Il ne faut jamais manquer une occasion de parler de Marc Villard, encore moins de le lire. D'autant plus quand le texte en question est précédé d'une phrase d'
Henri Calet.
Jacques Tramson, Tramson pour tout la plupart et Tram pour quelques uns est éducateur à Barbès depuis un bout de temps. C'est la troisième fois que l'auteur narre ses aventures, d'abord dans «
Rebelles de la nuit » en 1987, puis en 1993 ça été «
La porte de derrière », et enfin celui-ci, «
Quand la ville mord » en 2006. Depuis 2019, les trois romans sont regroupés dans «
Barbès Trilogie ».
Tram connait Barbès par coeur, ses misères et ses gloires, les vivants comme les morts.

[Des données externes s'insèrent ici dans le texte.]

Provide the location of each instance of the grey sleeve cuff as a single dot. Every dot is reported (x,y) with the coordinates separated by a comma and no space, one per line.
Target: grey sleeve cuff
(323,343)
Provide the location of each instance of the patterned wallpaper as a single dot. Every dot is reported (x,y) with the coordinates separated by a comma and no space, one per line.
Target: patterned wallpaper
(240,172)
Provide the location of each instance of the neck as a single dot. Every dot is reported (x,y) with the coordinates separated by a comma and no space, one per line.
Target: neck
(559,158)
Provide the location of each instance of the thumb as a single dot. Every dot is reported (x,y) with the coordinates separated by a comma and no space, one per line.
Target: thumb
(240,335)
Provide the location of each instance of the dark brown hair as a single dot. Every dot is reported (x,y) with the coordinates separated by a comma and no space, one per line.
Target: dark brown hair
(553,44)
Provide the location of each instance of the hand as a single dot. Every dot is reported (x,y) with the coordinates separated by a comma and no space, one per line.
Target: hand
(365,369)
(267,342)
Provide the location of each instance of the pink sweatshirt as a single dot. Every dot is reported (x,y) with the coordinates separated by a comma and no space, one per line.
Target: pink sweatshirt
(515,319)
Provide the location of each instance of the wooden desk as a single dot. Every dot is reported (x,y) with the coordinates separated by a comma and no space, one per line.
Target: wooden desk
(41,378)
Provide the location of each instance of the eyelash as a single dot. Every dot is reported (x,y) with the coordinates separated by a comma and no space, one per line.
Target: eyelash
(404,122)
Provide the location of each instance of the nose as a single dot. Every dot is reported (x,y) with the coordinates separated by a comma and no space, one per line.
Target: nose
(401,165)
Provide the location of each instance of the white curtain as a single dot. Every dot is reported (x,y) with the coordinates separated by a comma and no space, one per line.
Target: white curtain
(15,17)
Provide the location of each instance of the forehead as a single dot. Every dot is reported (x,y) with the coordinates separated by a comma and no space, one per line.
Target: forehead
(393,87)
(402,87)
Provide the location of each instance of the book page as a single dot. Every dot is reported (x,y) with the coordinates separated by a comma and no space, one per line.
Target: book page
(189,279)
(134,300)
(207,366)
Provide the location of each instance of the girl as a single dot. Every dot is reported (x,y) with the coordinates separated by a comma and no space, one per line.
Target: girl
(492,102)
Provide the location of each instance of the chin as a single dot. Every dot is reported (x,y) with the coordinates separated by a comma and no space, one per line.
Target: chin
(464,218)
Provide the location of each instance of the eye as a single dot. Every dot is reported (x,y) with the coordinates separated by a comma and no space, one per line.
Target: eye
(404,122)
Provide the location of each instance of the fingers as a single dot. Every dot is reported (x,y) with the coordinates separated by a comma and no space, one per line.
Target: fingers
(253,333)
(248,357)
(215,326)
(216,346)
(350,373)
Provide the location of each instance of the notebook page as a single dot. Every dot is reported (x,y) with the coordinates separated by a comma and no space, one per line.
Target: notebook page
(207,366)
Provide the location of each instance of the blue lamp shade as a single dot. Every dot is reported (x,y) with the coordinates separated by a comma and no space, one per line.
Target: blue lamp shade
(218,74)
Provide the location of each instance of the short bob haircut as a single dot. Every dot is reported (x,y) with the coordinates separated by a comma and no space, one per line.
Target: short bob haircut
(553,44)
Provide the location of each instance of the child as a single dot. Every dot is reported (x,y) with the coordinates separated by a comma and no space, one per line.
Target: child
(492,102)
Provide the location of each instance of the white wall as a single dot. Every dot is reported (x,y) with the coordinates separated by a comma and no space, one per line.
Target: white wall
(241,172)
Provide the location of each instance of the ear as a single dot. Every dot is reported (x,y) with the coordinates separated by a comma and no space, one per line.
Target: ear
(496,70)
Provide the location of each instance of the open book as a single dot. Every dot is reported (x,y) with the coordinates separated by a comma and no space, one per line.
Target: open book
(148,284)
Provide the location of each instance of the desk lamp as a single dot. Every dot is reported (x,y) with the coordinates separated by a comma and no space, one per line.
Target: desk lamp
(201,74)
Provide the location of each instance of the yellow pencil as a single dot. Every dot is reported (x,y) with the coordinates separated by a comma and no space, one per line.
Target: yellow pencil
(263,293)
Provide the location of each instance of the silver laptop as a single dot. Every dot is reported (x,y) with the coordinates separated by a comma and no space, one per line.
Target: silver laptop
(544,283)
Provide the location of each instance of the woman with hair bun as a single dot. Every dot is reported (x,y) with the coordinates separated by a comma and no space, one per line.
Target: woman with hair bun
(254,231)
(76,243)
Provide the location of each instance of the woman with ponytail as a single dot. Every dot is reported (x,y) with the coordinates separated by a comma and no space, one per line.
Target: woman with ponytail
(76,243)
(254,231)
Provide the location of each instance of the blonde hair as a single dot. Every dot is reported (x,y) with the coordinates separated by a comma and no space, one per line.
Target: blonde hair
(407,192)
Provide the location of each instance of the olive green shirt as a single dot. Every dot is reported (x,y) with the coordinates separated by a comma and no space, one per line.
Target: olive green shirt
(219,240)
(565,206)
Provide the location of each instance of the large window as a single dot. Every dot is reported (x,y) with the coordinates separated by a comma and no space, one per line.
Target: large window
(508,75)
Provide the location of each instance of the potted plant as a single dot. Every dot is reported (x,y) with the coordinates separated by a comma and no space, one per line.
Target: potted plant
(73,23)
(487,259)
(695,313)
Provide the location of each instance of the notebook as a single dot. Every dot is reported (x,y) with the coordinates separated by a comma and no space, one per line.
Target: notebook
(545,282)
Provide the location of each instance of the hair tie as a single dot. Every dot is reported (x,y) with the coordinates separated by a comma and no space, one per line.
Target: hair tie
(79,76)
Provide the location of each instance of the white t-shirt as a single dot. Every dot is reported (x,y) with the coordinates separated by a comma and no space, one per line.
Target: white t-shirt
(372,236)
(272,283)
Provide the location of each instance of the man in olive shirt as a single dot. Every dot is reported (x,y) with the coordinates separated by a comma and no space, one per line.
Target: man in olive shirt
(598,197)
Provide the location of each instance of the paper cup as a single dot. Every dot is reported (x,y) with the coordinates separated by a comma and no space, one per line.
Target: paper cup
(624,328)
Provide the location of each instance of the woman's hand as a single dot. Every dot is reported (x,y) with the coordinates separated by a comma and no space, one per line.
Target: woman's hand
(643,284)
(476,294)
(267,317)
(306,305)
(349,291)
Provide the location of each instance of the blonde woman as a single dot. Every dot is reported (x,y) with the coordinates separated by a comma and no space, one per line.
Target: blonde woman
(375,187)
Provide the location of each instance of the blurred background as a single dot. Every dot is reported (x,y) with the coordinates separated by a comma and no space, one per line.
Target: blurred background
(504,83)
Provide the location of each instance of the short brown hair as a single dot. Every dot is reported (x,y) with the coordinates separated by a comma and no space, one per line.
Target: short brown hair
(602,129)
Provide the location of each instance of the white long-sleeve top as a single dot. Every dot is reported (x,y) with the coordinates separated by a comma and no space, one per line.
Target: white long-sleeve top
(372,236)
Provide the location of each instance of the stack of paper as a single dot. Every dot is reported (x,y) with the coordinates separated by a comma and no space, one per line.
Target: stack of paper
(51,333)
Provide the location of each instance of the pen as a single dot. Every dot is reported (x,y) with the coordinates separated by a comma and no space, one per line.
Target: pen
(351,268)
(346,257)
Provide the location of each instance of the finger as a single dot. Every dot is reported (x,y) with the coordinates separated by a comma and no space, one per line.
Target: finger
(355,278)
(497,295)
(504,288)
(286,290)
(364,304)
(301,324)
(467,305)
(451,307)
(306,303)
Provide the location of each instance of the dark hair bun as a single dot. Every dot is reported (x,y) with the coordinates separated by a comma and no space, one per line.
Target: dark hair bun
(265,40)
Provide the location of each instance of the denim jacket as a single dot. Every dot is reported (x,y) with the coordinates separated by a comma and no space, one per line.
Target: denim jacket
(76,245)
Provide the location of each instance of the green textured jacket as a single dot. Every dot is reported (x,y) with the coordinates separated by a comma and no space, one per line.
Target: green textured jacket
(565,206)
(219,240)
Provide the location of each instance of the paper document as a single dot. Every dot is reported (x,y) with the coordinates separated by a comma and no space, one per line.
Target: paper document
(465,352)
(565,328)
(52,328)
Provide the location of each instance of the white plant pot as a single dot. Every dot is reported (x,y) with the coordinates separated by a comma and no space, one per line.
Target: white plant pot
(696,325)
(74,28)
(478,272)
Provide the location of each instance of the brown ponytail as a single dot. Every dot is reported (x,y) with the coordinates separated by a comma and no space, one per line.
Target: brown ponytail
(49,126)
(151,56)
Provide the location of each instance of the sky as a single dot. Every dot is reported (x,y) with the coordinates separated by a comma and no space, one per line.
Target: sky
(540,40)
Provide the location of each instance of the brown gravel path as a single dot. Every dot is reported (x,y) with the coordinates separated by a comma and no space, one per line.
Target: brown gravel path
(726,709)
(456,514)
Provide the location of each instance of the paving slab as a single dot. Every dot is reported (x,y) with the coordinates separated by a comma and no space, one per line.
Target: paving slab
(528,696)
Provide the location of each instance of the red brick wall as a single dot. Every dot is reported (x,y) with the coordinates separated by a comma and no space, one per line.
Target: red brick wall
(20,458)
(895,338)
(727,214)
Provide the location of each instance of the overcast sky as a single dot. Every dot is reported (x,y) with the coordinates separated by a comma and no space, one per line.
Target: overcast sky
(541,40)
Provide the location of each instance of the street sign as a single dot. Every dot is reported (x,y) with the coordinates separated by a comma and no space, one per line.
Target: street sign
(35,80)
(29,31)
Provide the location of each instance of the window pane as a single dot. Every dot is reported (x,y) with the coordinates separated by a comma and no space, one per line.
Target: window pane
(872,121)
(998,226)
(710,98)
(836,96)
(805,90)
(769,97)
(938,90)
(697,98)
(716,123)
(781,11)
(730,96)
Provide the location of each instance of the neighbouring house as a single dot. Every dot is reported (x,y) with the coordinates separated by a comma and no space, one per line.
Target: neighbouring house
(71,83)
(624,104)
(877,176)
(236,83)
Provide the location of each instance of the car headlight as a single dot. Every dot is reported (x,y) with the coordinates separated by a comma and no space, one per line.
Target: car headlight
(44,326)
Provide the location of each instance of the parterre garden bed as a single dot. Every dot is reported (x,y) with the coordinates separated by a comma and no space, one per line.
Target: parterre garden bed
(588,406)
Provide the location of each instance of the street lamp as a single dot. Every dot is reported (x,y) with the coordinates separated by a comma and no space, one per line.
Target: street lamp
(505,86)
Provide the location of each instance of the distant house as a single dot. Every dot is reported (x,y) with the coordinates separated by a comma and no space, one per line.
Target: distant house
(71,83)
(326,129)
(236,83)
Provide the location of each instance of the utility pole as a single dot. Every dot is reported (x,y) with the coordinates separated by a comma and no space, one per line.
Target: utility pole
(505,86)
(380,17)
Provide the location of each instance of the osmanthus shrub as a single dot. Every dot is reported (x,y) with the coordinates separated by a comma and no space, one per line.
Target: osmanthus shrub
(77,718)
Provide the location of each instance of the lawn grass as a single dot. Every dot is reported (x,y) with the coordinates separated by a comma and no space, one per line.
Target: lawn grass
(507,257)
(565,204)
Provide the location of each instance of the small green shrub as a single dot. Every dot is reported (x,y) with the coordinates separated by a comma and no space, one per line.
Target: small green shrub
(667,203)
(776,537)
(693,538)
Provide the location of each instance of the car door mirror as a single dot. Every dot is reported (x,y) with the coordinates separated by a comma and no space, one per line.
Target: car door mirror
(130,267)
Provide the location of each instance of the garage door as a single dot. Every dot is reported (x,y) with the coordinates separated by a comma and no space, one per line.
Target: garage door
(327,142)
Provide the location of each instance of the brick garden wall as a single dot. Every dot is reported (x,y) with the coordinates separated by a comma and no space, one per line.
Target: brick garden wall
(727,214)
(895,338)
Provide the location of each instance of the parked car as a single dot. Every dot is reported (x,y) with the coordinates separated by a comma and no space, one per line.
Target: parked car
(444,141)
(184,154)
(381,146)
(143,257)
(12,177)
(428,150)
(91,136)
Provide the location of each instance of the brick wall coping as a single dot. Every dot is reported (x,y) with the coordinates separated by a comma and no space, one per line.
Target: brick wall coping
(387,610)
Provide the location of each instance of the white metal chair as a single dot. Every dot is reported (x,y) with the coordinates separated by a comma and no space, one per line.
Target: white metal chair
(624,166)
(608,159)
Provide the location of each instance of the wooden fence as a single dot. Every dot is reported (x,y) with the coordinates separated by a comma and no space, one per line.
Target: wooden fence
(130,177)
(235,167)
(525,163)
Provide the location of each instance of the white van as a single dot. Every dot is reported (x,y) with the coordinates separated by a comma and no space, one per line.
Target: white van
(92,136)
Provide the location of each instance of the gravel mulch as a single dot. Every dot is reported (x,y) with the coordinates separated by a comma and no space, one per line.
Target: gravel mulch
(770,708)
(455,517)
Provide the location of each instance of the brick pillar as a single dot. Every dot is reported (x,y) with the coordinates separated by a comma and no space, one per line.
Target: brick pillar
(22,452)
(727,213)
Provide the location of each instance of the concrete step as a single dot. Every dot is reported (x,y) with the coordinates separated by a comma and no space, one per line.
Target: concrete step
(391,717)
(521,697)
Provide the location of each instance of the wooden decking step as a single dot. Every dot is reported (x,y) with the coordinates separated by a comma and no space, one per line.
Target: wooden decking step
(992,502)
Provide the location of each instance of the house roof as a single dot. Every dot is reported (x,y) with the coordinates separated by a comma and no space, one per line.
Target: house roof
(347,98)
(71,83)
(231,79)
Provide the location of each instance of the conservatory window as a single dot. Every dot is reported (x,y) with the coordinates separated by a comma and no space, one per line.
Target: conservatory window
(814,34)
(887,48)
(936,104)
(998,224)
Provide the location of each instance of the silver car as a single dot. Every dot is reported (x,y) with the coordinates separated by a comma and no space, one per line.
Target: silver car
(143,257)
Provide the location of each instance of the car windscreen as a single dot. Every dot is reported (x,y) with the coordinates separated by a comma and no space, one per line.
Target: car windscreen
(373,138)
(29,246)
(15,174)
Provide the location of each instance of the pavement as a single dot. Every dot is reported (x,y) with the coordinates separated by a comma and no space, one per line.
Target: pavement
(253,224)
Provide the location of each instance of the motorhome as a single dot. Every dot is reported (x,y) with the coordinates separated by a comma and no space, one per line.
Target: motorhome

C'est un personnage d'une rare humanité. Dire qu'il défend la veuve et l'orphelin n'a rien de caricatural, il s'échine à rattraper des gosses et des ados, à les sortir de la zone, du crack, de la prostitution, de tous les maux qui gangrènent ce quartier parisien qui n'a rien à vendre ni à montrer que son caniveau.
L'histoire est aussi banale que sordide : Sara arrive du Congo la tête pleine de rêves, se retrouve dans un squat de Barbès, dépendante de Brigitte et Omar, un couple de proxénètes. Au cours de ce bref roman, on la voit lutter pour garder la tête haute, rester fière.
Sara a pour héros Pollock, et surtout Basquiat dont l'ombre plane du début à la fin, elle dessine entre deux passes, peint dès qu'elle peut avec ce qu'elle trouve ; jusqu'à ce que sa colocataire et amie soit assassinée. Alors le roman se transforme en fuite, en vengeance ; la tête de Sara est mise à prix.
C'est vers Tramson qu'elle va se tourner, il peut l'aider à s'éloigner de Barbès, à dégager du trottoir. Quitte à dépasser outrageusement ses attributions d'éducateur en employant des moyens qui ne laisse guère le choix aux adversaires.
Marc Villard est un romancier et un nouvelliste talentueux et prolifique, c'est également un grand styliste. Il est bon de rappeler qu'il a débuté en littérature dans les années 70-80 avec des recueils de poèmes. Il y a des passages, des phrases où ça tombe comme une évidence. Il a une écriture d'une aisance quasi insolente, parler de musique des mots n'est pas un cliché, c'est scandé comme du rap, saccadé comme du be-bop.
Comme souvent dans ses livres, «
Quand la ville mord » propose une vision, un regard sur Paris loin d'Instagram. La ville apparaît telle qu'elle est, cradingue, cruelle. Chez Villard, la géographie n'est pas qu'un décor, la ville, Paris, Barbès font intimement partie du livre, le quartier est un personnage, au même titre que Sara et Tramson, Zina et Cooper ou encore Mario et Kaba. Ça peut se lire avec une carte du quartier, et/ou avec Streetview sur le téléphone, comme ça on a le dédale de Barbès sous les yeux. Et bien sûr avec la musique à fond : presque à chaque page, les
Art Pepper, Elvis Presley, Dennis Bovell, Bill Hurley et d'autres, posent leurs voix, jamais de tocards, que des cadors.
On peut très bien lire «
Quand la ville mord » sans connaître les deux autres, c'était mon cas il y a peu. C'est vrai qu'à lire les trois, on voit Tramson prendre quelques rides et une trâlée de coups, Pigalle se lézarder et s'enfoncer, pendant que l'écriture et le style de Villard se modifient, se bonifient.
Lisez «
Quand la ville mord », mieux, lisez «
Barbès Trilogie », ce sera trois fois plus de plaisir et puis comme ça vous ferez connaissance avec Abdullah le sage. Il n'existe aucune bonne raison de refuser de lire ces trois cents soixante-dix pages puissantes.